Daya beli masyarakat berpengaruh pada tingkat konsumsi yang berimbas pada jumlah permintaan. Semua komponen tersebut berkorelasi positif, jika daya beli meningkat maka konsumsi turut meningkat sehingga mendongkrak jumlah permintaan. Banyaknya permintaan akan menaikkan jumlah produksi barang dan jasa serta menumbuhkan investasi. Dapat dikatakan jika konsumsi rumah tangga meningkat signifikan maka mampu mengungkit pertumbuhan ekonomi di kuartal selanjutnya.

Namun bagaimana daya beli masyarakat mampu terangkat mengingat sebagian besar penduduk Indonesia adalah golongan ekonomi menengah bawah yang pundi-pundi perekonomiannya sangat terpukul karena pandemic.
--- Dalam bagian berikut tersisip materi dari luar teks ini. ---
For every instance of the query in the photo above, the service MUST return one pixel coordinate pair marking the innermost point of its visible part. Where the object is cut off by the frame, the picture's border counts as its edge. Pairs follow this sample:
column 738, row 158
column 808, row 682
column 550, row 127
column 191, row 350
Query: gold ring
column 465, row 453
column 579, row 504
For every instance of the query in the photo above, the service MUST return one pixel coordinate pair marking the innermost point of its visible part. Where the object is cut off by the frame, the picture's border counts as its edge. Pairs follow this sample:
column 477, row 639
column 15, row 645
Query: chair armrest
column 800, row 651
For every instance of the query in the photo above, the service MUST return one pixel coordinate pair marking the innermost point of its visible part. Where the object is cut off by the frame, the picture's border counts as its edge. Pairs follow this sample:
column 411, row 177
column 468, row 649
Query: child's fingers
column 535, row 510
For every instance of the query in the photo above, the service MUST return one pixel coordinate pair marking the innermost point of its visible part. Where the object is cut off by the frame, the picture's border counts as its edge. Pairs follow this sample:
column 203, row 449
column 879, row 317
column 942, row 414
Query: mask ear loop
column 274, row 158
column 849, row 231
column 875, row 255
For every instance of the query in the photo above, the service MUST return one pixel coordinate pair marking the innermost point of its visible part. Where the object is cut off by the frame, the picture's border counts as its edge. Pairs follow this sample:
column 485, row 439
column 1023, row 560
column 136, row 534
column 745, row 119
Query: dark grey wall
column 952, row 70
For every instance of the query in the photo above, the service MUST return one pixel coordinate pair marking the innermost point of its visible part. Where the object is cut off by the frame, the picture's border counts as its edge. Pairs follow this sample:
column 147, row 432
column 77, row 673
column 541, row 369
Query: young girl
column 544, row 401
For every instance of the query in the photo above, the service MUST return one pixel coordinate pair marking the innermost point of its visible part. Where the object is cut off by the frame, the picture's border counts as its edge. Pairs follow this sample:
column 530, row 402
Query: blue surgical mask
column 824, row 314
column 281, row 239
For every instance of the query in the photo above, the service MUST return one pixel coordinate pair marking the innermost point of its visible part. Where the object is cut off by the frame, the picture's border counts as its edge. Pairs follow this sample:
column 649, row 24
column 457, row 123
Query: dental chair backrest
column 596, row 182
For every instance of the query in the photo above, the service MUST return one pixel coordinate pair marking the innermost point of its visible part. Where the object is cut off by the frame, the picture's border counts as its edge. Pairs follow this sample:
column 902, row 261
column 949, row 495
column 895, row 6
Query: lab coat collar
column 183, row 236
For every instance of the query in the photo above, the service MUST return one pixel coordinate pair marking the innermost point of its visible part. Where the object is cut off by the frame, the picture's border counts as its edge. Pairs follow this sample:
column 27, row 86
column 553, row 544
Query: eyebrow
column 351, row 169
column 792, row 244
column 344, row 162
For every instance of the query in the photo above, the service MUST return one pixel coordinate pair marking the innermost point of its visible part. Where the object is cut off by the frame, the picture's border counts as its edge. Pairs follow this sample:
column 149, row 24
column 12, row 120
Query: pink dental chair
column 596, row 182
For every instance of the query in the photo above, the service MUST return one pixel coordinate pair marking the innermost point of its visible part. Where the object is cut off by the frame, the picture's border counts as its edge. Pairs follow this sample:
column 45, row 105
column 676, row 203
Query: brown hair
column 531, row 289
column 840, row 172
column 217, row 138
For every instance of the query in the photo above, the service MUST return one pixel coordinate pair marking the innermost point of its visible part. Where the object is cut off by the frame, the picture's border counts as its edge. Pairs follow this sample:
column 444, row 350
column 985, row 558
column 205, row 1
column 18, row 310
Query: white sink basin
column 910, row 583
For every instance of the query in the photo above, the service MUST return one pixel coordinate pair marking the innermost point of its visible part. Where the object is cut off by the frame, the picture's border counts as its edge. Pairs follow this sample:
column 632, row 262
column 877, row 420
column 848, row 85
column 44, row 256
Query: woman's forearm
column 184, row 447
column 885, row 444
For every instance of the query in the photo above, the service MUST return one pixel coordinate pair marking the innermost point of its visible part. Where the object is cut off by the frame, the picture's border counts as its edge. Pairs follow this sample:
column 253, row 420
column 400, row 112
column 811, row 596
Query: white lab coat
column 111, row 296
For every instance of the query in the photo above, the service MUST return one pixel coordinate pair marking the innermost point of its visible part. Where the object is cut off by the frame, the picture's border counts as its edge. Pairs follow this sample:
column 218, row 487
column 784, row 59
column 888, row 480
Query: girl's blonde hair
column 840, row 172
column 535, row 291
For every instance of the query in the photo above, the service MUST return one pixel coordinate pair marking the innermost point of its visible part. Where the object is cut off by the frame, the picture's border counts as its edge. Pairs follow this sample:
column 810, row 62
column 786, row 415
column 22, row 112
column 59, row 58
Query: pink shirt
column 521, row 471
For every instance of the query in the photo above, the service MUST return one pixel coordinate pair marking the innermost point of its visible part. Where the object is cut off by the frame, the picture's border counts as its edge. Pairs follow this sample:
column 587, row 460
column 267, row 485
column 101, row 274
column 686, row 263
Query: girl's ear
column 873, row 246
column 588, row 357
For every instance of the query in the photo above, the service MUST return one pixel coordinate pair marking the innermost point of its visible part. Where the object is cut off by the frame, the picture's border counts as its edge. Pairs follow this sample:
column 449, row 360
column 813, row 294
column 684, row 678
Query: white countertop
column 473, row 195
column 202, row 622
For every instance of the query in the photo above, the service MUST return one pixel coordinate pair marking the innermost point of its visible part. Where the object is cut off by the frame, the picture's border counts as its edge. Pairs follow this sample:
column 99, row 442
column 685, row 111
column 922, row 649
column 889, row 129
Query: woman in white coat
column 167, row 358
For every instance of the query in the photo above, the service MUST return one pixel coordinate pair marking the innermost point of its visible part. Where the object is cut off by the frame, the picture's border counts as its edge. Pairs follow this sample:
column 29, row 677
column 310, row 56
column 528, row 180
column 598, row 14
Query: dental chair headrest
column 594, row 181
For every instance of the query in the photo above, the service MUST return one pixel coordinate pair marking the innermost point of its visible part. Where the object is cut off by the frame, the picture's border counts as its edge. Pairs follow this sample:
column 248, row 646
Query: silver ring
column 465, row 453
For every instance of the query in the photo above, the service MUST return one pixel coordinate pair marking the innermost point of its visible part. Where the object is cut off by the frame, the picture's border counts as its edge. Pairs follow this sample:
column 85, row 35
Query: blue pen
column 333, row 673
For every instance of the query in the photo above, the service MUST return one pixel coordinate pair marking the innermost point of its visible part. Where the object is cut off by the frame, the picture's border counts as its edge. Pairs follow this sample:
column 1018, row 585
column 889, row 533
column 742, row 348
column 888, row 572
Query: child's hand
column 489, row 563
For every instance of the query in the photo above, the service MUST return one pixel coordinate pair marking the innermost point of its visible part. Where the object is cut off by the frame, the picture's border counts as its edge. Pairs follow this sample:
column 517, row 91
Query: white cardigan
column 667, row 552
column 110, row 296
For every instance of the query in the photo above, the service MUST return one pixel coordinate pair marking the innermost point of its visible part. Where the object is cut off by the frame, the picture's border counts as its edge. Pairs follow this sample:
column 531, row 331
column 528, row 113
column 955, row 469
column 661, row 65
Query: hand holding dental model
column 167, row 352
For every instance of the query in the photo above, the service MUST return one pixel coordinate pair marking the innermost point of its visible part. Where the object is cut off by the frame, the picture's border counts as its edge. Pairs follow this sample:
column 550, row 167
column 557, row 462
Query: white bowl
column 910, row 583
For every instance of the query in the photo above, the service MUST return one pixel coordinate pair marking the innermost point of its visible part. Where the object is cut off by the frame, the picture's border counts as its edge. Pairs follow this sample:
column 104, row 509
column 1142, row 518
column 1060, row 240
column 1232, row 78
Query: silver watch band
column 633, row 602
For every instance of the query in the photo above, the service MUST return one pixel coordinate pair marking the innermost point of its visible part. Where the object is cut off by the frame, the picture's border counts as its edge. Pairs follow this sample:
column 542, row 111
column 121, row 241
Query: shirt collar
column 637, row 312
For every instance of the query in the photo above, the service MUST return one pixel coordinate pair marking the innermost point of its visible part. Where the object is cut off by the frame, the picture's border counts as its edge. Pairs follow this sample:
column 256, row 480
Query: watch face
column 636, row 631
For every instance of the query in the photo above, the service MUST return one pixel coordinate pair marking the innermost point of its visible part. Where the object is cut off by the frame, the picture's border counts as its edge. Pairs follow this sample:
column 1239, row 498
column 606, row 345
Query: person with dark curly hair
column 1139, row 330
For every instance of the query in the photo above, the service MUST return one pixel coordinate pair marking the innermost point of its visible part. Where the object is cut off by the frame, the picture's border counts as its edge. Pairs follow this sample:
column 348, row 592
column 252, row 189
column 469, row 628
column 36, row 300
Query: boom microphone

Kondisi ini perlu mendapat perhatian lebih dari pemerintah untuk menggairahkan kembali daya beli masyarakat.

Keberhasilan menangani pandemi Covid-19 menjadi kunci keberhasilan pemulihan ekonomi nasional. Sebelum vaksin ditemukan, setiap aktivitas harus patuh pada protokol kesehatan. Pembiasaan baru harus terus diterapkan sebelum kondisi benar-benar kembali normal. Pandemi Covid-19 telah menekan perekonomian nasional. Apakah bangsa ini mampu melawan atau membiarkannya terus merajalela? Semua bergantung pada keseriusan dan besarnya daya upaya yang dilakukan dalam penanganannya.